Siegel presents various moments from his years in the wilderness: speaking at college campuses; debating William F. Buckley on “Firing Line”; appearing on “The Ed Sullivan Show” in beard and afro wig and singing a song from his starring role in the Broadway musical, “Buck White,” which he was only doing because he was not allowed to fight. “Your greatest trial,” he’s told, “isn’t in the ring but with the American people.”
I suppose the hatred Ali’s draft resistance caused, and which is apparent in Susskind’s reaction, is not really that hard to understand. Ali was a professional fighter and a braggart. His religion was considered a hate group. Yet he refused to join the Army because he was too peaceful? Who was he kidding?
Yet he won that trial with the American people and with the courts. “Once Ali took the stand [against the Vietnam War],” Siegel has said in interviews, “he didn’t waver. What changed was everything else.”

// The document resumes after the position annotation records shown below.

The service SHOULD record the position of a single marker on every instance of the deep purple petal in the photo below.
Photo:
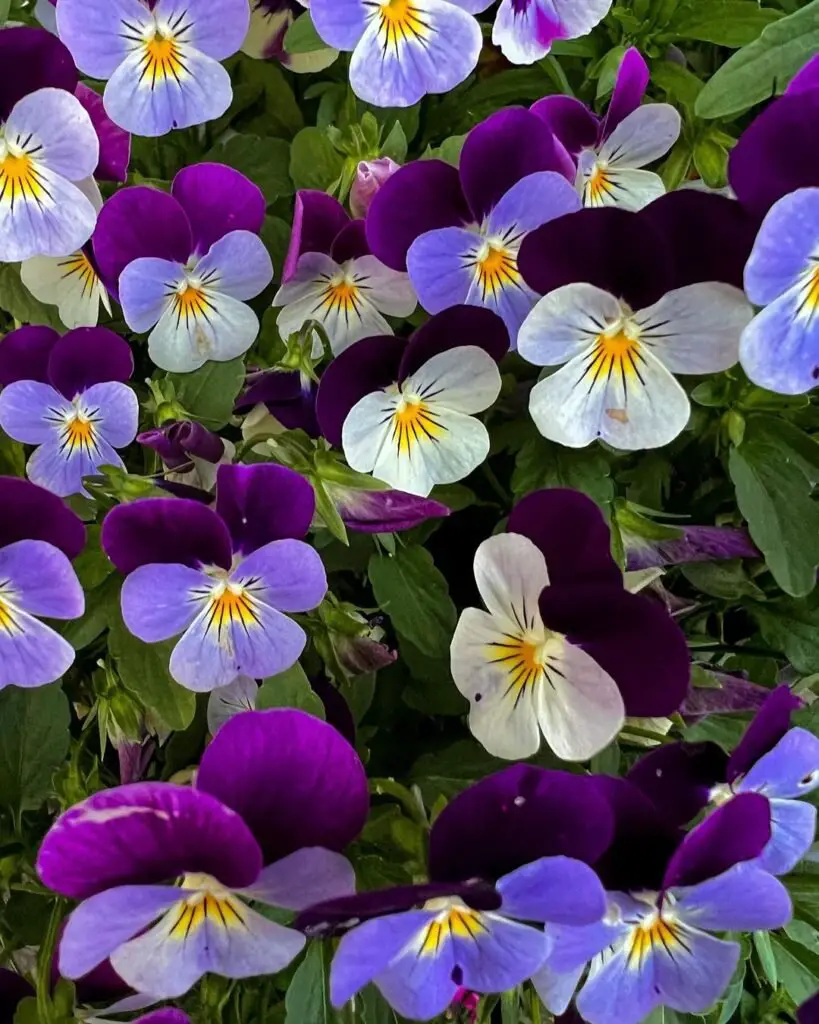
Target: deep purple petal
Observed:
(631, 637)
(32, 59)
(263, 503)
(770, 724)
(365, 367)
(217, 200)
(572, 534)
(24, 354)
(173, 530)
(419, 198)
(137, 222)
(32, 513)
(86, 356)
(143, 834)
(292, 777)
(738, 830)
(611, 248)
(454, 328)
(514, 817)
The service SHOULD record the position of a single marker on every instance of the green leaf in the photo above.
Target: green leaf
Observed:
(416, 596)
(764, 68)
(208, 394)
(34, 742)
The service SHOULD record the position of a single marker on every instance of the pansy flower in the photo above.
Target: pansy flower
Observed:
(621, 329)
(405, 411)
(459, 231)
(654, 946)
(39, 536)
(161, 58)
(67, 395)
(563, 648)
(772, 759)
(612, 151)
(165, 873)
(402, 49)
(186, 263)
(513, 848)
(223, 579)
(330, 275)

The doc reminds us he barely won it. He had, as a talking head says, one foot and three toes in prison. The U.S. Supreme Court was going to rule against him, 5-3 (Thurgood Marshall, recusing), in Clay v. United States, and that would be it. But Justice John Marshall Harlan, writing the majority opinion, began to waver. What’s fascinating—and worthy of its own doc—was the politicking behind what should have been a strictly legal decision. Was Ali sincere in his religious beliefs? Was there precedent? What would the result be if they ruled broadly in his favor? So the Court wound up ruling narrowly in his favor. He got off on a technicality: the state’s inconsistent argument regarding the sincerity of Ali’s beliefs.

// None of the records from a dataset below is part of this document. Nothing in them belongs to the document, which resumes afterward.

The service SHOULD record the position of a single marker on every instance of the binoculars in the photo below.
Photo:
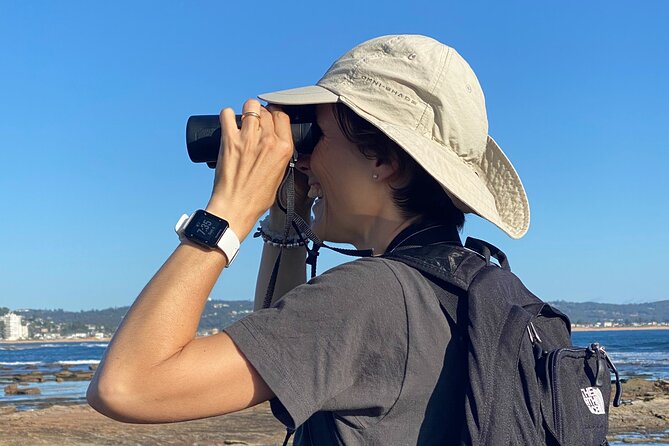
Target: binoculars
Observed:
(203, 133)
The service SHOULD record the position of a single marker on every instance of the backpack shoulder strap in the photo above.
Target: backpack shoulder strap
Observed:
(450, 269)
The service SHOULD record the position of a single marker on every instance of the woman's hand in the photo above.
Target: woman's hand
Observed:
(251, 164)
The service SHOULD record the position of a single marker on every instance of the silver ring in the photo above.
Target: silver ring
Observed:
(254, 114)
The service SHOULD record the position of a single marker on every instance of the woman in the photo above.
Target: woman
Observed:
(363, 353)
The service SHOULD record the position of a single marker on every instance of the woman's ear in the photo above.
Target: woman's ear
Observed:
(387, 169)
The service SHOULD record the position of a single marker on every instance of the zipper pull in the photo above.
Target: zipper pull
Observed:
(619, 387)
(596, 349)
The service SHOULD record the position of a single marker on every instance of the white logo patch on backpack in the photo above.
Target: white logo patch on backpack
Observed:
(594, 399)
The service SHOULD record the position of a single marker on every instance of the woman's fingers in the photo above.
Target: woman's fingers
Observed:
(252, 161)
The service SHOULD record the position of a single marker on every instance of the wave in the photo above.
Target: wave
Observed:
(78, 362)
(22, 363)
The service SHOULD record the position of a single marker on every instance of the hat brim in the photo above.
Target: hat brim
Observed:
(310, 95)
(499, 197)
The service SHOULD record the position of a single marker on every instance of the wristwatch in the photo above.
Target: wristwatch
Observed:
(210, 231)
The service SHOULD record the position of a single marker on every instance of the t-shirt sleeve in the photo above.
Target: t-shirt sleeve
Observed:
(336, 343)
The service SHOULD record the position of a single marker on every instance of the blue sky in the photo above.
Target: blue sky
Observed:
(94, 99)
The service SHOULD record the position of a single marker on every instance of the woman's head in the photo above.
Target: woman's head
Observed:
(415, 193)
(424, 96)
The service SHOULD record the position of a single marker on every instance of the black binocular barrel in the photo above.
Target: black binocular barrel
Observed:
(203, 137)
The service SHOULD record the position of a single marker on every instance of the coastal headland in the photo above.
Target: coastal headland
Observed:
(644, 414)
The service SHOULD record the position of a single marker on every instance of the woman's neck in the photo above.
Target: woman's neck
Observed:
(382, 231)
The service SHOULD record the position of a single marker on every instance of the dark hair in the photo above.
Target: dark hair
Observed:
(422, 195)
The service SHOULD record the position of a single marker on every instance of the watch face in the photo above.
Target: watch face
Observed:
(205, 228)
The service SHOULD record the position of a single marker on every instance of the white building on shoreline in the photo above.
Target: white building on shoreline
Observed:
(14, 329)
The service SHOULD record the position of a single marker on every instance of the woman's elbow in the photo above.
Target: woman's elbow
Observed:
(112, 399)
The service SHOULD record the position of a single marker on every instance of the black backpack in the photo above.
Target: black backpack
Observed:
(526, 384)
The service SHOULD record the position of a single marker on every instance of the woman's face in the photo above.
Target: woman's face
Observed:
(341, 177)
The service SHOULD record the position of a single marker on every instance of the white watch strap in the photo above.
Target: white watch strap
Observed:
(229, 244)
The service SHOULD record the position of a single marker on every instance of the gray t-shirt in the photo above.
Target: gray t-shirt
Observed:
(362, 354)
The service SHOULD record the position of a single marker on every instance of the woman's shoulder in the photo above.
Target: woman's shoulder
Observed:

Watching, one can’t help but wonder what Ali’s legacy would be if he had gone to prison for five years. How would he be regarded today? Would he be awarded the Medal of Freedom at the White House? Would docs like this be made? Or would Muhammad Ali, Sports Illustrated’s Sportsman of the Century, be a mere footnote in history?

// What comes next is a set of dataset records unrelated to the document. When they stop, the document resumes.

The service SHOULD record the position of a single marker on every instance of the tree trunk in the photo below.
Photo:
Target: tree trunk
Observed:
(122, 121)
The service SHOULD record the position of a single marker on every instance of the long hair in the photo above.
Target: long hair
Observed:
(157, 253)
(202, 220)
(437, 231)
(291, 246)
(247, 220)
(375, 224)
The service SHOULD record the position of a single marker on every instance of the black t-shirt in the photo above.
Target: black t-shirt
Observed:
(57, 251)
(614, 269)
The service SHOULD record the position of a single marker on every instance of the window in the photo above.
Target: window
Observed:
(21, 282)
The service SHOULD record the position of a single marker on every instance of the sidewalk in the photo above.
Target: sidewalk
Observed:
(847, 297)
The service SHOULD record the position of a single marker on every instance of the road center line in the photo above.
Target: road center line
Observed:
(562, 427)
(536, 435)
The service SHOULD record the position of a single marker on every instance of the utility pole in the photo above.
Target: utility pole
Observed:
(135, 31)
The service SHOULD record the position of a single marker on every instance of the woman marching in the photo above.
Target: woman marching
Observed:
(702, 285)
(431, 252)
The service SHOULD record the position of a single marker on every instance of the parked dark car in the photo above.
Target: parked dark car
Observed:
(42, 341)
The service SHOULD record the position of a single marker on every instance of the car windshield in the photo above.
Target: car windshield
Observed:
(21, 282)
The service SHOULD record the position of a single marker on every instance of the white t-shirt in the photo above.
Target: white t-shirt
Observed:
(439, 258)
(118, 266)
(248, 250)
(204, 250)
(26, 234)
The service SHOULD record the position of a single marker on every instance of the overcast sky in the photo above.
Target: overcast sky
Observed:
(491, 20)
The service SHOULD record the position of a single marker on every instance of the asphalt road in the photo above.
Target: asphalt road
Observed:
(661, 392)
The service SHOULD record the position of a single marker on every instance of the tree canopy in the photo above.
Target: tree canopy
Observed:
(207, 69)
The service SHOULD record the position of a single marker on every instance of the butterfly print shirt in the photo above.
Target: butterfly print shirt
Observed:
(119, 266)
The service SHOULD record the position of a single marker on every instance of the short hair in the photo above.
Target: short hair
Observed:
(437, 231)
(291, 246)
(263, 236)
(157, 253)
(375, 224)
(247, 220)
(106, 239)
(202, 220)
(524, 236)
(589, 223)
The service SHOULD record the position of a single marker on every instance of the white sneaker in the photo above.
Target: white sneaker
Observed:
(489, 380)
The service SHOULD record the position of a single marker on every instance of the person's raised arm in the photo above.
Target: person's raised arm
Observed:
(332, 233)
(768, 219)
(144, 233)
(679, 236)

“The Trials of Muhammad Ali” is a well-made doc, with, again, eye-opening archival footage. (Another example: Jerry Lewis hosting “The Tonight Show” before the Liston fight and telling the future champ to shut up. “I think you’re a big bag of wind,” Lewis says.)
Siegel also gathers an impressive group of talking heads from the period: Khalilah Camacho-Ali, Ali’s second wife, who, early on, tore up a “Cassius Clay” autograph in his face because that was his slave name; Gordon B. Davidson, the last surviving member of the Louisville group, who is still sharp and dignified; Robert Lipsyte, the great New York Times sports reporter; and various members of the Nation, including Captain Sam, the Miami minister who recruited Clay to the cause. Siegel allows each the space they need to shed what light they have.
At times it’s enough light to illuminate the past. At other times, it’s merely enough to feel our way toward further discussion.